Here is the TOC.  As you can see, it's a star-studded cast.  Kathe Koja!  Dora Goss!  Jeffrey Ford!  Cat Valente!  Elizabeth Wein!  Genevieve Valentine!  Veronica Schanoes!  Greg Maguire!  Oh, just EVERYBODY!

Tor hasn't announced a pub date as yet.  But believe me, I'll let you know as soon as I do.  I SOOOOO can't wait to read this. 

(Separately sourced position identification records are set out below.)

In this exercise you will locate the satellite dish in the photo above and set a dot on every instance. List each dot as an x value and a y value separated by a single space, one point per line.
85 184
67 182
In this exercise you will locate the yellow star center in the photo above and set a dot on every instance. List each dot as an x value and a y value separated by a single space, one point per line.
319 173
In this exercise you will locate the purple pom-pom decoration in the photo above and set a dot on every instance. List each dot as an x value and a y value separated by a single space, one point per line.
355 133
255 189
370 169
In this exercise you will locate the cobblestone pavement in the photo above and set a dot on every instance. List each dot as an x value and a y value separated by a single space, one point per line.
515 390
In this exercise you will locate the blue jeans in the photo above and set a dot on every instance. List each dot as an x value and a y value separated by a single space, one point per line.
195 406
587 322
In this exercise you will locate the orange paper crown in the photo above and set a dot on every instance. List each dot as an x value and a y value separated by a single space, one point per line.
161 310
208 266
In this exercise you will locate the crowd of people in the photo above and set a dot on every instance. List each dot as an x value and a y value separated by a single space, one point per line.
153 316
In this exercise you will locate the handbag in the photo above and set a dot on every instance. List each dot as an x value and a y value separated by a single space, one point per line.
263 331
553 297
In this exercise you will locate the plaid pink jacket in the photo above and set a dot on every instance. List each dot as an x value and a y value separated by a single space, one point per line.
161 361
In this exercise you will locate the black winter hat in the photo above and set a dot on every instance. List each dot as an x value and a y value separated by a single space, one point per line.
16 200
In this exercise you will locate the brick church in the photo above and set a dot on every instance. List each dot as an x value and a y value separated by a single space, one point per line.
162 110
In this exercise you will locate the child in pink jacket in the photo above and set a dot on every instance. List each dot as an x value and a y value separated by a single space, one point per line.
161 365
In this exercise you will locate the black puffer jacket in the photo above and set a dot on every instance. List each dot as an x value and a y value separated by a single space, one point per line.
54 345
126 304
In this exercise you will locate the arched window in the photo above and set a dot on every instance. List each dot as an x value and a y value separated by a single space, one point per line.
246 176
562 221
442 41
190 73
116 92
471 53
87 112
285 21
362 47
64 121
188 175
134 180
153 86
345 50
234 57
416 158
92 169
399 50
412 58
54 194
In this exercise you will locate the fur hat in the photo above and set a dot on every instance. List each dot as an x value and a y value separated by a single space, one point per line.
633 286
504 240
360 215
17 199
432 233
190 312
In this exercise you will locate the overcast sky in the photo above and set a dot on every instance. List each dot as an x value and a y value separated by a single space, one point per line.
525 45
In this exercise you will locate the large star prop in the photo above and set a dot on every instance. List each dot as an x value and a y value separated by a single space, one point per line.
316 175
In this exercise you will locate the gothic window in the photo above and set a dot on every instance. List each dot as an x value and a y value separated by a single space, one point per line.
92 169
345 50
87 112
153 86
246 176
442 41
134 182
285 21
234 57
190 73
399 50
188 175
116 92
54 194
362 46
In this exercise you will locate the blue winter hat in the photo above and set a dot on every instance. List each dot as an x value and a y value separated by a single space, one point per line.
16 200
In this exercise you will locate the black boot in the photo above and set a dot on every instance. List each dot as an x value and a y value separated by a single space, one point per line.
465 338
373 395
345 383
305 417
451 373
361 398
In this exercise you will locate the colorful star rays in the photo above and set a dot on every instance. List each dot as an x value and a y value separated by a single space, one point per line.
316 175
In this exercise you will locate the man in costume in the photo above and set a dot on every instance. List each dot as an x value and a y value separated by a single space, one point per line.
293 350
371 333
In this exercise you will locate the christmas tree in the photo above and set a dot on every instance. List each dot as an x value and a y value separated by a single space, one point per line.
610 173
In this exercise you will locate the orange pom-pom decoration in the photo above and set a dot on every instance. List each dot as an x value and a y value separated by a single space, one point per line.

Preface Ellen Datlow and Terri Windling
Introduction Terri Windling
The Fairy Enterprise by Jeffrey Ford
From the Catalogue of the Pavilion of the Uncanny and Marvelous, Scheduled for Premiere at the Great Exhibition (Before the Fire) by Genevieve Valentine
The Memory Book by Maureen McHugh
Queen Victoria’s Book of Spells by Delia Sherman
La Reine D’Enfer by Kathe Koja
For the Briar Rose by Elizabeth Wein
The Governess by Elizabeth Bear
Smithfield by James P. Blaylock
The Unwanted Women of Surrey by Kaaron Warren
Charged by Leanna Renee Hieber
Mr. Splitfoot by Dale Bailey
Phosphorus by Veronica Schanoes
We Without Us Were Shadows by Catherynne M. Valente
The Vital Importance of the Superficial by Ellen Kushner and Caroline Stevermer
The Jewel in the Toad Queen’s Crown by Jane Yolen
A Few Twigs He Left Behind by Gregory Maguire
Their Monstrous Minds by Tanith Lee
Estella Saves the Village by Theodora Goss

ETfix horrible Freudian slip I didn't even notice until two people pointed it out.  And to add apologies.